Will ashwagandha mess with my hormones permanently?
Unlikely at standard doses. The hormonal effects of ashwagandha (modest testosterone increases in some men, modest estradiol changes in perimenopausal women, thyroid hormone elevations) typically normalise after stopping the supplement. There is no clinical evidence of permanent endocrine changes from short-term standard-dose use. Long-term high-dose use is less well studied.
Does ashwagandha cause depression?
Not in the clinical trials. The Andrade 2000 and Rana 2020 anxiety trials both measured depression as a secondary outcome and found neutral or modestly positive effects. A small minority of users report flat affect or low mood while taking ashwagandha. If you start the supplement and your mood worsens significantly, stop and see your GP. The supplement is not appropriate for anyone with active major depressive disorder which needs proper treatment.
Is one brand of ashwagandha really better than another?
Standardisation matters more than brand. KSM-66 (5 percent withanolides, root only) and Sensoril (10 percent withanolides, root and leaf) have the largest published trial evidence. Newer extracts like Shoden (35 percent withanolide glycosides) appear in recent trials. Unstandardised generic ashwagandha has unverified active content and is much weaker. Brand wars beyond standardised vs unstandardised are mostly marketing.

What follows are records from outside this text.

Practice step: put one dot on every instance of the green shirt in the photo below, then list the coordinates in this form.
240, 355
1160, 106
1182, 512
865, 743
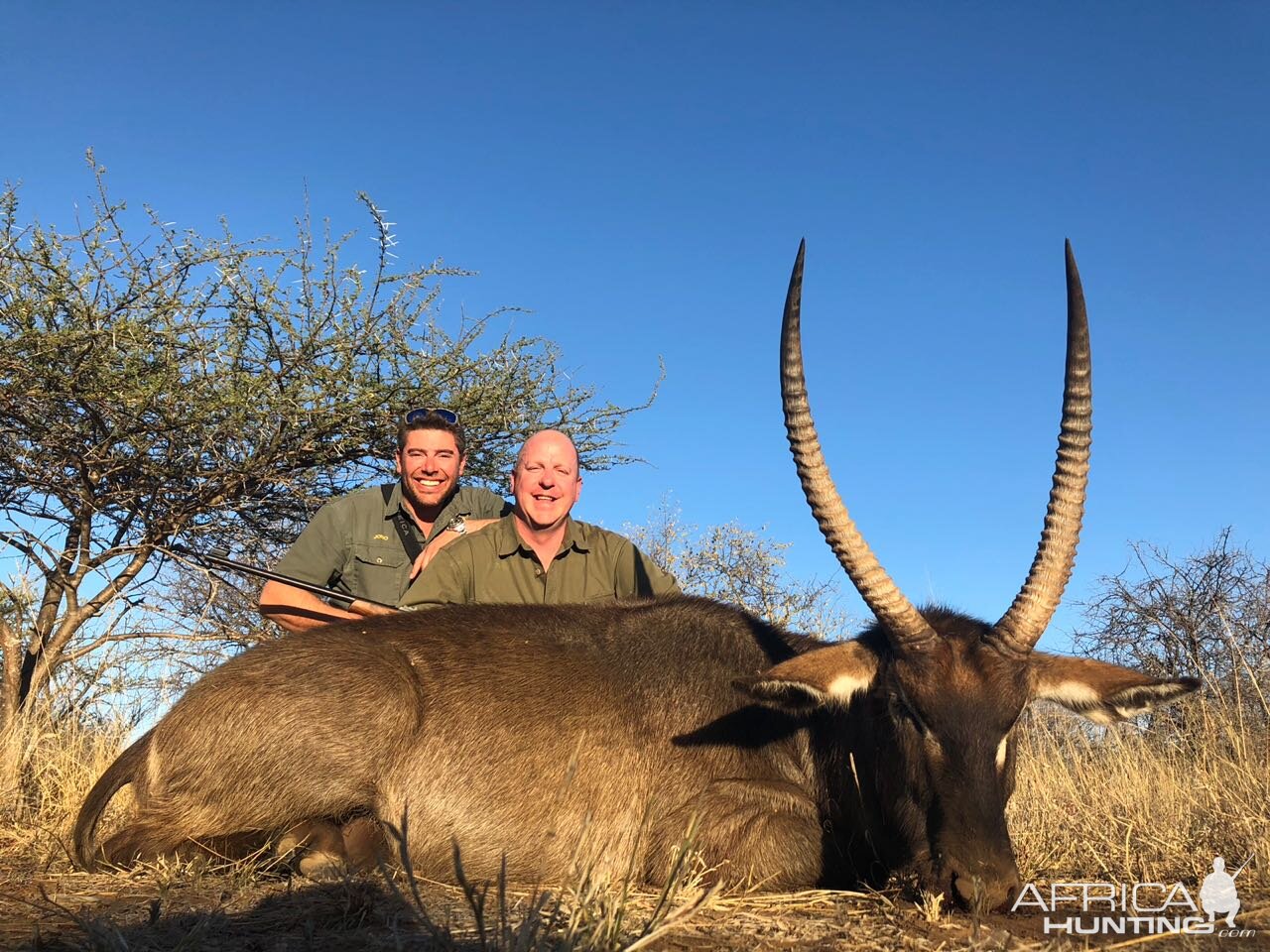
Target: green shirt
352, 543
494, 566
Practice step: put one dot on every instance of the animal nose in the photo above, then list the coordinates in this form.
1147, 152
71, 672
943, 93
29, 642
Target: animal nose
985, 889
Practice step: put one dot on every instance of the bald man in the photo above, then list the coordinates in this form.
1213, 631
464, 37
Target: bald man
540, 553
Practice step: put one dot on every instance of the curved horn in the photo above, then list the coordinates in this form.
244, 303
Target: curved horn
1034, 606
908, 629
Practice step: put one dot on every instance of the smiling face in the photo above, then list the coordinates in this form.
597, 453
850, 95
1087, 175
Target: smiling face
430, 465
547, 481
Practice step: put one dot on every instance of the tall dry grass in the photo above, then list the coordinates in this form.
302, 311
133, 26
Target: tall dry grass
48, 766
1118, 803
1130, 805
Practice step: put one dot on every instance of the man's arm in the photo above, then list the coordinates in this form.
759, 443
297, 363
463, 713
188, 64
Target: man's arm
444, 539
639, 576
316, 557
447, 580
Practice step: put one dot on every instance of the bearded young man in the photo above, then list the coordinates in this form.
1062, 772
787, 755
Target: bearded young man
540, 553
372, 542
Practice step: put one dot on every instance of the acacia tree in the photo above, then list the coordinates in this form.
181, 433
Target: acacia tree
158, 384
1205, 616
743, 566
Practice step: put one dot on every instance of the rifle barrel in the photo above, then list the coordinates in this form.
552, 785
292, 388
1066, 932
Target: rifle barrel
223, 561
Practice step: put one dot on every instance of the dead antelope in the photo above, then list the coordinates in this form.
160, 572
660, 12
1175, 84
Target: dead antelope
525, 730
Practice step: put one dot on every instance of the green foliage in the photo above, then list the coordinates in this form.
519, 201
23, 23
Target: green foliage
159, 382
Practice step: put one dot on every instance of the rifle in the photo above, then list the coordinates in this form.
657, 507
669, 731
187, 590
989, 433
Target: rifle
220, 558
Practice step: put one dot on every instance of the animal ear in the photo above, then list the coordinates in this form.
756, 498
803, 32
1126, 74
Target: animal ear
1102, 692
826, 675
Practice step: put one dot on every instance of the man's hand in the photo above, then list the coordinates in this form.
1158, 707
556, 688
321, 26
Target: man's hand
444, 539
367, 610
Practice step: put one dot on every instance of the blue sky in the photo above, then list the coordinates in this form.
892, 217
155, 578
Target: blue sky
639, 177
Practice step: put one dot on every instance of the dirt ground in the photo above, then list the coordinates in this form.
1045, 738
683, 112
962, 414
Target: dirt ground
187, 907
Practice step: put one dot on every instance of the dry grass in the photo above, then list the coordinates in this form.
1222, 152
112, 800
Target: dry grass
1120, 805
1139, 806
46, 770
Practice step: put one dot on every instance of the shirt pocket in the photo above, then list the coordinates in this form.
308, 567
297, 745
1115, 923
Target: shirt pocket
380, 571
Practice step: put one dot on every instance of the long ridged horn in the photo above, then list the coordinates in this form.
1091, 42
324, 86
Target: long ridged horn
1034, 606
908, 629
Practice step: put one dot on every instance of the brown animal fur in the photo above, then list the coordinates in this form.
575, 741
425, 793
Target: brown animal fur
536, 731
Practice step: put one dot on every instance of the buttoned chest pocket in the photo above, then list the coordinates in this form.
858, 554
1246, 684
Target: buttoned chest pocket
380, 571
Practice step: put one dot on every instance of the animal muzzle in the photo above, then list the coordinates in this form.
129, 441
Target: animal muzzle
983, 885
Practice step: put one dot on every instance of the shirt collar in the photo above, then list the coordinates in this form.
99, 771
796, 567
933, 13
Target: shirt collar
508, 539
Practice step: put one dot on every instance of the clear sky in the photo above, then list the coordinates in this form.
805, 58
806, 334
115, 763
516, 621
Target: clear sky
639, 177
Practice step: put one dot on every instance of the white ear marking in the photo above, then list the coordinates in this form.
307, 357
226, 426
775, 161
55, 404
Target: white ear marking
847, 685
1076, 693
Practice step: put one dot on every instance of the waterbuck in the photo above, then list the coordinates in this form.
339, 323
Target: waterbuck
532, 731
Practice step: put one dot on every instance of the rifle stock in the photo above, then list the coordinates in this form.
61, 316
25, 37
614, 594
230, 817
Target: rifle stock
218, 558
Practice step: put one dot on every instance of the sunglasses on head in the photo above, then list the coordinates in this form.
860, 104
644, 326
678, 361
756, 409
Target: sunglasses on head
439, 412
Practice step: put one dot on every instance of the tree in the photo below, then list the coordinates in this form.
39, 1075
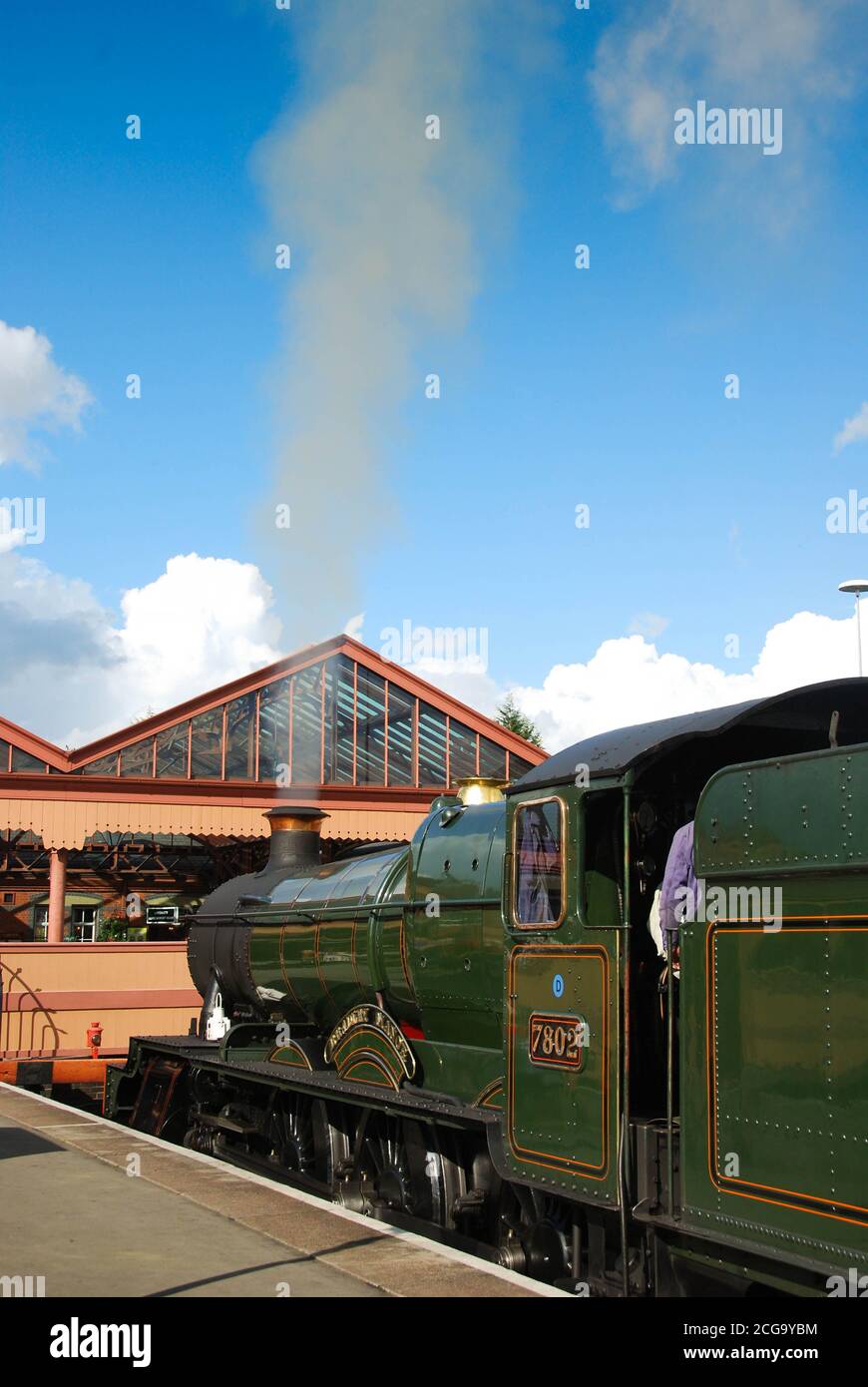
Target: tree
512, 717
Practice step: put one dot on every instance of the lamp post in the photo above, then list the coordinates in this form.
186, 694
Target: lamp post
857, 587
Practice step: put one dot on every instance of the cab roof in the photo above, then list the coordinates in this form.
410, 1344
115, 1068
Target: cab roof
782, 724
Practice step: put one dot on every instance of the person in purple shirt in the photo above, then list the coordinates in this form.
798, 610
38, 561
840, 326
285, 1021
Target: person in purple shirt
678, 884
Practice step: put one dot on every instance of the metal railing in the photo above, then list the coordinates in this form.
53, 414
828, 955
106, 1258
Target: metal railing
25, 1032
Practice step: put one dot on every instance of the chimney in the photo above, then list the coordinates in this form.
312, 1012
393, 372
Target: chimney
295, 836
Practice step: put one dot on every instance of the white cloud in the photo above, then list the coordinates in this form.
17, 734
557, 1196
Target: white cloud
793, 54
78, 672
650, 625
853, 430
630, 682
35, 393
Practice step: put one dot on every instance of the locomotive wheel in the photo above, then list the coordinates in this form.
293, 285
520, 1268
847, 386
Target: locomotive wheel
399, 1168
305, 1138
533, 1233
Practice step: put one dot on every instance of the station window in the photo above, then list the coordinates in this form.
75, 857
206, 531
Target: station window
401, 708
431, 745
241, 738
340, 720
103, 765
173, 750
138, 759
518, 767
540, 864
370, 721
24, 761
306, 724
462, 750
273, 731
493, 759
207, 745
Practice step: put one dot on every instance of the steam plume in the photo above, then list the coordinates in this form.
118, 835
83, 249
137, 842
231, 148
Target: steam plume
384, 227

Should everyone take ashwagandha?
No. Several groups should avoid it entirely (pregnant women, people with thyroid disease, autoimmune disease, liver disease). Healthy adults with no specific stress, sleep or hormonal issues typically see small or no measurable effects. The supplement works best for adults with elevated stress, insomnia, perimenopausal symptoms, low libido or stress-related low testosterone. Universal recommendation is marketing not science.